Linked lists are the most important type of data structure. It contains a series of special elements. These special elements are called special because they hold the data and a pointer to the next element. This pointer is usually called as next pointer. The root element is the starting point of the linked list and the tail element is the last element in the linked list. After the tail element there are no more elements and so the last element’s next pointer has a null reference.

There are 3 types of linked lists
1) Single Linked List – There is one next reference per element
2) Double Linked List – There are two references per element called prev and next. The prev reference points to the previous element and the next reference points to the next element as always
3) Circular Linked List – This is a special type of linked list and they can be of Single or double linked list.
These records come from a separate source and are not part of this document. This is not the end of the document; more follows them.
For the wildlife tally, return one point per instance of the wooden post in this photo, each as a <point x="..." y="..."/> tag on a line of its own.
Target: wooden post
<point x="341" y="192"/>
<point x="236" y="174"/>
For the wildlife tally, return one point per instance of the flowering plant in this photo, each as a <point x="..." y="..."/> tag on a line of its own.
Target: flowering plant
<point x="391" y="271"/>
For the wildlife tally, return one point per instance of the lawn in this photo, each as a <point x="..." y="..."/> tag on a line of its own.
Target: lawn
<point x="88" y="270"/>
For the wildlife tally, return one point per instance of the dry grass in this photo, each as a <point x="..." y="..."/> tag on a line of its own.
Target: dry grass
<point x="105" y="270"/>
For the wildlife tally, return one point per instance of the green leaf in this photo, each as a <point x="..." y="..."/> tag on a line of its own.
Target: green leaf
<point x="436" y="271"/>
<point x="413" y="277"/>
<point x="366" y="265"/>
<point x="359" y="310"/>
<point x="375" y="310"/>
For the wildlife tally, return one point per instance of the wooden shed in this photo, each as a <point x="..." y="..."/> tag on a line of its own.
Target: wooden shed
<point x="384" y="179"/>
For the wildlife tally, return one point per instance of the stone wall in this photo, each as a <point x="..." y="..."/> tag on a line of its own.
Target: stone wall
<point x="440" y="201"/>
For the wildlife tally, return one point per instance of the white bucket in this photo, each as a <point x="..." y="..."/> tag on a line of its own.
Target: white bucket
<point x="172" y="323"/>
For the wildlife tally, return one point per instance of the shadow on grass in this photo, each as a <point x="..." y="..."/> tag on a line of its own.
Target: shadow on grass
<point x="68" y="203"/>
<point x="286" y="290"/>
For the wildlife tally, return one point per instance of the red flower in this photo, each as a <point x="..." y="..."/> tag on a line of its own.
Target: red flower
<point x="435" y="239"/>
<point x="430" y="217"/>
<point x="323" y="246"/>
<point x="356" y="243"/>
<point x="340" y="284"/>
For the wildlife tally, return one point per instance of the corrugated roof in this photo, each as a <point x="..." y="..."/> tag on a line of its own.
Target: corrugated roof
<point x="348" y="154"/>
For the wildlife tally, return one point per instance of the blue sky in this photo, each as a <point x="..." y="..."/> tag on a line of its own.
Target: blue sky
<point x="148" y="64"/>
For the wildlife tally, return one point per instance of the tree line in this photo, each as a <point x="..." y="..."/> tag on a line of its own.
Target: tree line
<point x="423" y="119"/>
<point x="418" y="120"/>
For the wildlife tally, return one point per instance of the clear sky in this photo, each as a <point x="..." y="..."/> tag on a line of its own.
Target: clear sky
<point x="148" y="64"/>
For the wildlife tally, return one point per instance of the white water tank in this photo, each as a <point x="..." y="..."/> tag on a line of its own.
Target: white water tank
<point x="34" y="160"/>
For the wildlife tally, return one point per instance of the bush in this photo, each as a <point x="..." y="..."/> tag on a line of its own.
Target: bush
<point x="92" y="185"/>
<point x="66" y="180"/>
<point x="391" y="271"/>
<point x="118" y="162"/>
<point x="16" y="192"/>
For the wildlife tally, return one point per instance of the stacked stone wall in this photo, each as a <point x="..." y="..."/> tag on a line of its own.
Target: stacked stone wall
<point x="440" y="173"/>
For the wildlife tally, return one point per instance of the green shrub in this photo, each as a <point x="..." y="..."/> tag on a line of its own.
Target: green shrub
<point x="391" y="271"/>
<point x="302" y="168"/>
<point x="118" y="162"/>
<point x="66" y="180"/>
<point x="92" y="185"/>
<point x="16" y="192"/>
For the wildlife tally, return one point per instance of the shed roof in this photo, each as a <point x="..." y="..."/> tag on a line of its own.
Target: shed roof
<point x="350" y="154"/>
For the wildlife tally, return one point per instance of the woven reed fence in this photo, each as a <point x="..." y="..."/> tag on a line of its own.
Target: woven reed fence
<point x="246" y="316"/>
The important property that differentiates them is that they do not have the end elements. Yes, there are no head or tail elements. It means that if you start from any element and traverse, you will end up in going circles and never end.

This project illustrates the various operations that can be done on a Single Linked List. Additionally it also shows a special stack implementation using Single Linked List.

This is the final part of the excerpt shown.